In 1887, the Los Angeles Times declared, “This is an age not only of millionaires, but of millionairesses as well.” Wealthy women “worth their weight in gold” have existed from the beginning of American history, but these entrepreneurs have often remained invisible to scholarship and to financial history.
(Yet another) First Women’s Bank opened in 2021, claiming to be the “nation’s first women-founded, women-owned, and women-led bank dedicated to closing the gender equity gap in access to capital.” But it is easy to demonstrate that the current First Women’s Bank is far from first on each and all of these counts.
Are we currently living in a new Gilded Age embodied by the multi-billionaires of the Forbes 400, with their excesses of utopian cities and space tourism?
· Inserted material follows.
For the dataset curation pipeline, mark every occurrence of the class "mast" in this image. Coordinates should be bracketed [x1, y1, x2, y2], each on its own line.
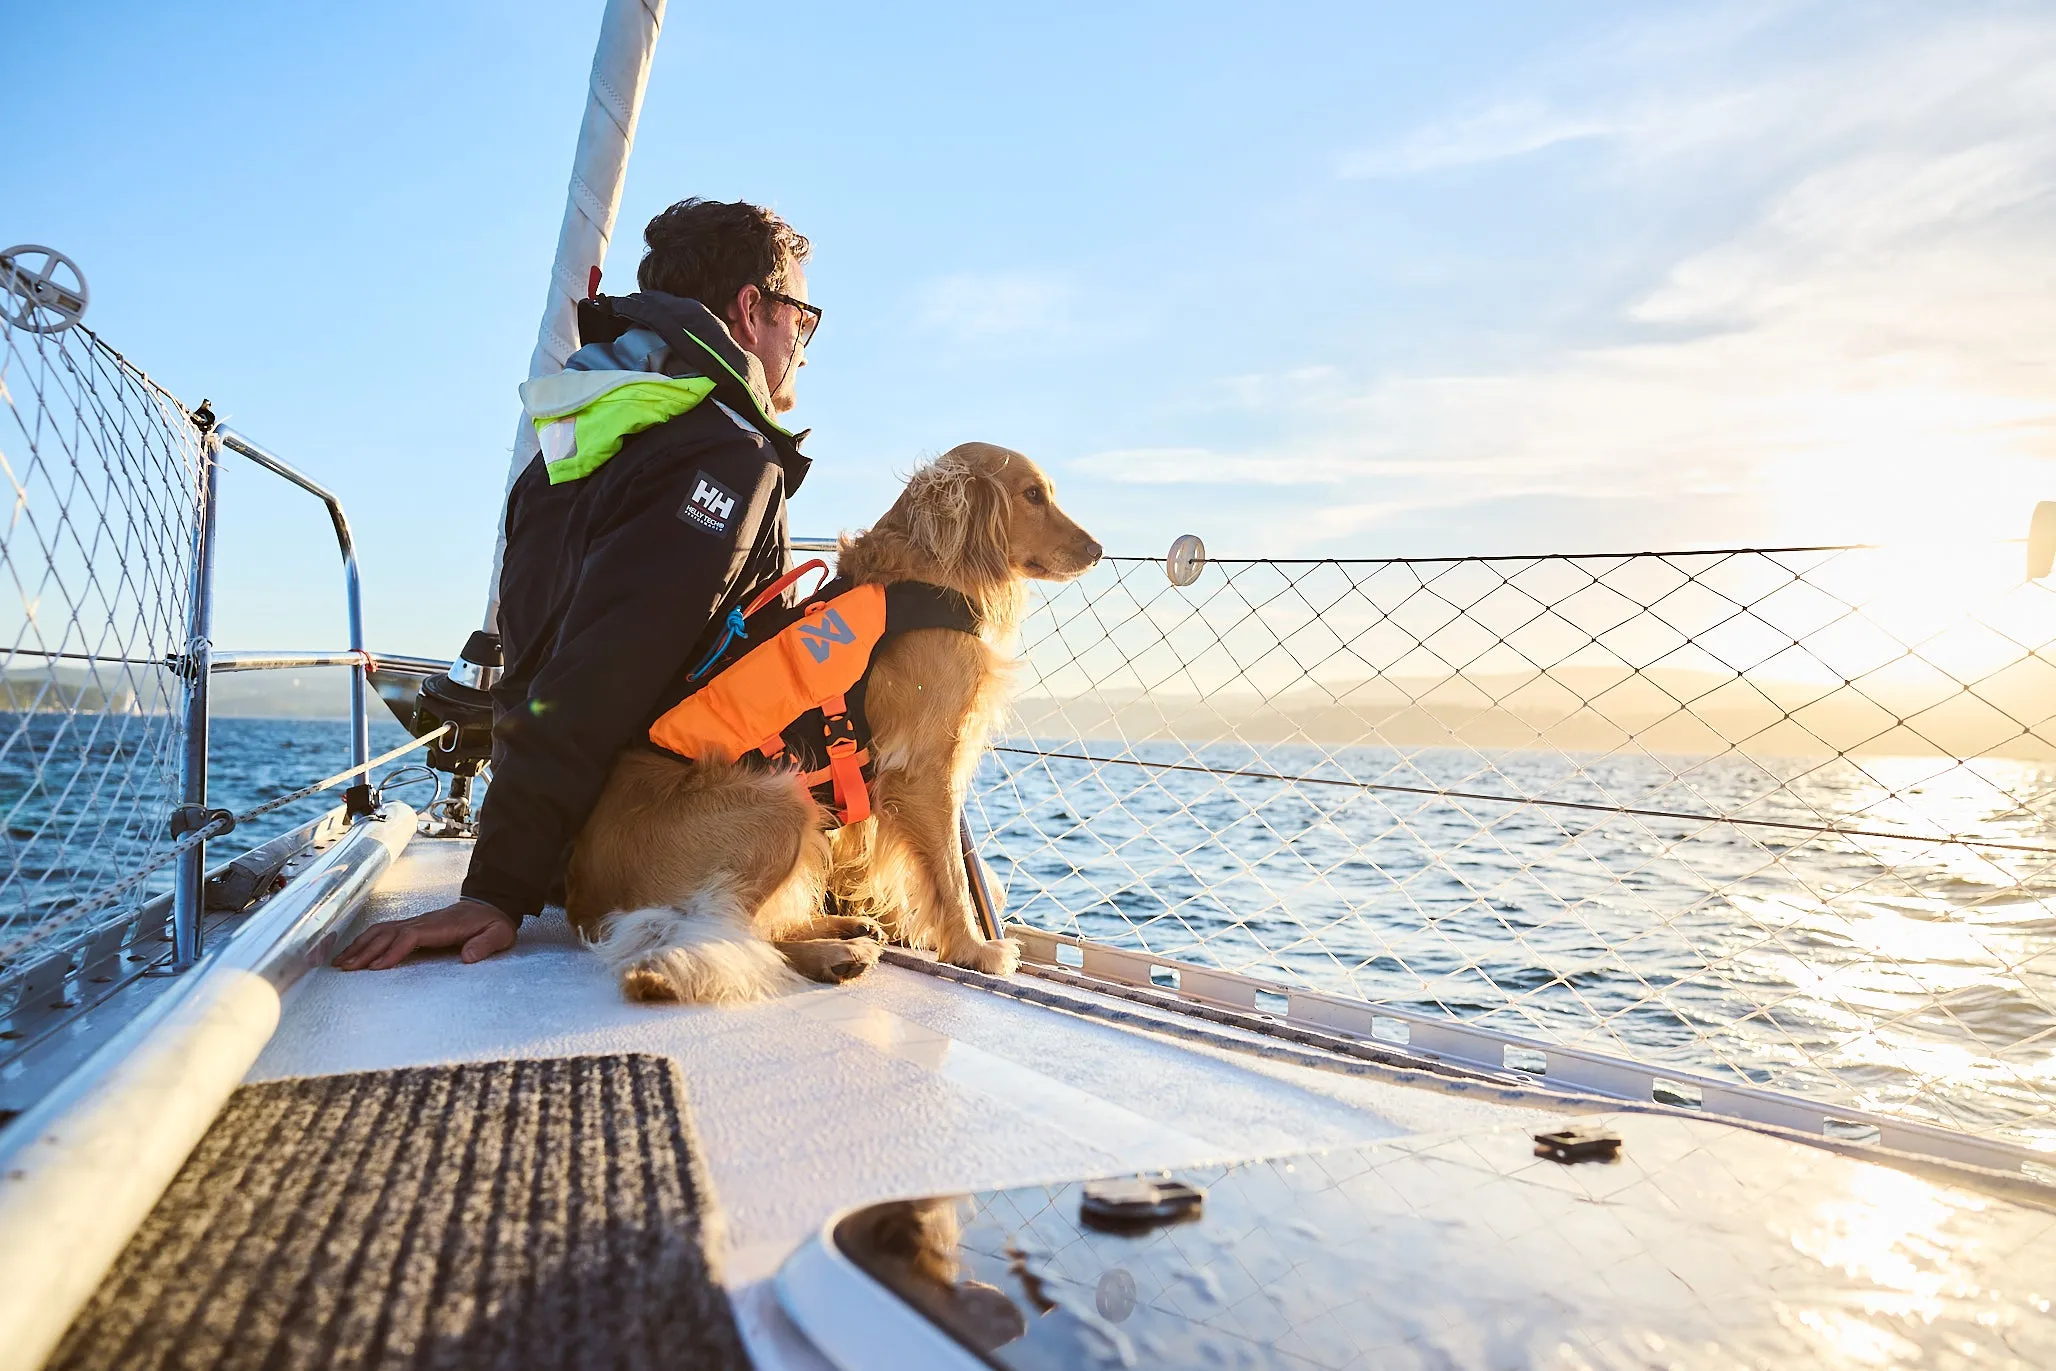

Inclusion on The Forbes 400 list for 2021 requires net worth of at least $2.9 billion. However, these data underestimate women’s achievements, and conceal an underlying pattern of increasing entrepreneurial opportunities, socioeconomic mobility, and philanthropy by “robber baronesses.”
Usually reputable sources like the Guinness World Record claim that Madam C. J. Walker was the “first self-made millionairess” in the United States. However, Walker was not the first minority businesswoman who acquired enormous wealth. Numerous American Indians, Asians and black women have prospered through their own initiative and entrepreneurship, from the founding of the Republic.